The Church Is Holy

Every so often you come across a great book that speaks powerfully and succinctly and challenges you in your spiritual life. For me one such book is Theology for Beginners by Frank Sheed. The book was selected for our monthly book club. We are actually reading it across two months.

This morning I was reading a chapter entitled “The Visible Church.” In this chapter Sheed takes the four marks of the Church that we find in the Nicene Creed that we recite every Sunday: “I believe in one, holy, catholic and apostolic Church.” Allow me to share with you what Sheed says about the fact that the Church is holy.

“Three characteristics of the mark of Holiness are, as has been said, the teaching, the means, the saints. It may have been noticed that, in treating the first two, the teaching and the means, we brought in the saints; it may be wondered what is left to say of them in the third. But in all three characteristics they are used differently. In the teaching we saw them as the unchanging standard the Church sets; in the means, we saw them as witness to our weakness that holiness is possible even to us.
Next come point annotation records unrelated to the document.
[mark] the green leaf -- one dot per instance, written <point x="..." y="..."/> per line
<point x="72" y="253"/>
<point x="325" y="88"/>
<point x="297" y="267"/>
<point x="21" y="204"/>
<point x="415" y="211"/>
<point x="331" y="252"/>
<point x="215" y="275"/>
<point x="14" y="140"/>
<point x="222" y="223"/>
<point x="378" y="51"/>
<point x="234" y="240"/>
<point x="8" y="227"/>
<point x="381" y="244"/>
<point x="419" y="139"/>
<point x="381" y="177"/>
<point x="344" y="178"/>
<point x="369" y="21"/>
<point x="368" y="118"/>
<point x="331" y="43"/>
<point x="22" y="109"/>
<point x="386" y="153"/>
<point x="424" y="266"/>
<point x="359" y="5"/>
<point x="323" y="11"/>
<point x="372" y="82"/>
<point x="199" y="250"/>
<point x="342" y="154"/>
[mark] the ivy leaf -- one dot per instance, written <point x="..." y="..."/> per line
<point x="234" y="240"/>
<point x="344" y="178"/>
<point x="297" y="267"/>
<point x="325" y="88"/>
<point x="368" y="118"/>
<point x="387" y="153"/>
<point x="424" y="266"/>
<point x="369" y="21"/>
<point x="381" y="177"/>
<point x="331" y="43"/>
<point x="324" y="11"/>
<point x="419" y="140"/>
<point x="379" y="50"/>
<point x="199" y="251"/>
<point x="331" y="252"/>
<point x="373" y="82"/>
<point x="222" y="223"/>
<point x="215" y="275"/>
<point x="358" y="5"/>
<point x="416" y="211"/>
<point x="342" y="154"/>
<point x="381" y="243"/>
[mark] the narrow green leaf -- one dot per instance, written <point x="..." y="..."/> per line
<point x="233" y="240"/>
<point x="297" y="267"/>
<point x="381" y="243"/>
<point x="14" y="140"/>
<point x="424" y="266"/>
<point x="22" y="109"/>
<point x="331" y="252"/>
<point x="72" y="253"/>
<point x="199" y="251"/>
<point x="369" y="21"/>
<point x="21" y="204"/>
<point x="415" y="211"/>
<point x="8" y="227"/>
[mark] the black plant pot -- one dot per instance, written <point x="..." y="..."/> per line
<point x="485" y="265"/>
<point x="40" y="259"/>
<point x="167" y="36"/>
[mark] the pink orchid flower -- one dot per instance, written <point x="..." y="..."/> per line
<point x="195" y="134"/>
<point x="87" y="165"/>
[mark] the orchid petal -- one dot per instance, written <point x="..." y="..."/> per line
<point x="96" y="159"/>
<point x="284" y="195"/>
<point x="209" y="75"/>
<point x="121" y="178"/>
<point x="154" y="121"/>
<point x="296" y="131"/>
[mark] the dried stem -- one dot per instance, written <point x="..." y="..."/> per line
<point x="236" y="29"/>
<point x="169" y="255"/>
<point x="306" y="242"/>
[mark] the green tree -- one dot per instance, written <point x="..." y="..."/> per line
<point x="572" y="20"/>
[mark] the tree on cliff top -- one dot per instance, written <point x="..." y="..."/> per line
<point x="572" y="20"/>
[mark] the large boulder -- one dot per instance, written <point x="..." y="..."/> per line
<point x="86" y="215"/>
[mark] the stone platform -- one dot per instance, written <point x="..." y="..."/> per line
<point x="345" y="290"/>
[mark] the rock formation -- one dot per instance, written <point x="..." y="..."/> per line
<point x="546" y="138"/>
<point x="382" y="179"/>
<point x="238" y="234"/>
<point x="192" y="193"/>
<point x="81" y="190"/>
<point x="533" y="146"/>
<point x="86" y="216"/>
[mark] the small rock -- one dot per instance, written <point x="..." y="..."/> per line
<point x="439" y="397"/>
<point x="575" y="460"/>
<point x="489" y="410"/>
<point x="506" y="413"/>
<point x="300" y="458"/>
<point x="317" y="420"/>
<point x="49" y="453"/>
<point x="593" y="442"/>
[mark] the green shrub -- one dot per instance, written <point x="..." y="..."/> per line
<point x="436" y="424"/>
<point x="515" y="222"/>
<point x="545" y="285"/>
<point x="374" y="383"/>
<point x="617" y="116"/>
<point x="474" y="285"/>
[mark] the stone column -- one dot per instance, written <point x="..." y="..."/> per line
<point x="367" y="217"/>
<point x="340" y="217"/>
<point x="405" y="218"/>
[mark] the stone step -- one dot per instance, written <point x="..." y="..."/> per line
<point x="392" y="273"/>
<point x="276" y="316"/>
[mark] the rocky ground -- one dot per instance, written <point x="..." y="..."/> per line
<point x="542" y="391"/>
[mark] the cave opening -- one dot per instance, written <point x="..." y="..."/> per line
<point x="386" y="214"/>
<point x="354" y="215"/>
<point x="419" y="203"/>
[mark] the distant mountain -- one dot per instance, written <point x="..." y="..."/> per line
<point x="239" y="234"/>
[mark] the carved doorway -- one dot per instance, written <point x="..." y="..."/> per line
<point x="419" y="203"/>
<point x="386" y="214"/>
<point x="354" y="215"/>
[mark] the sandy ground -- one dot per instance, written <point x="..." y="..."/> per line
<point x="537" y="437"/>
“Now, at last, we come to them as evidence to the whole world that the teaching is true teaching and the means are effective means. For the saints are the people who have accepted wholeheartedly all that Christ, through His Church, offers them.

“In other words, it is by the saints, and not by the mediocre, still less by the great sinners, that the Church is to be judged. It may seem a loading of the dice to demand that any institution be judged solely by its best members, but in this instance it is not. A medicine must be judged not by those who buy it but by those who actually take it. A Church must be judged by those who hear and obey, not by those who half-hear and disobey when obedience is difficult.

“No Catholic is compelled—not by the Church, not by Christ—to be holy. His will is solicited, aided, not forced.

“Every man must make his own response. The saints have responded totally, the rest of us respond partially, timorously (afraid to lose some sin in which we especially delight), or not at all. The saints in their thousands upon thousands stand as proof that, in the Church, holiness is to be had for the willing. Every saint is certain evidence that, if you and I are not saints, the choice is wholly our own.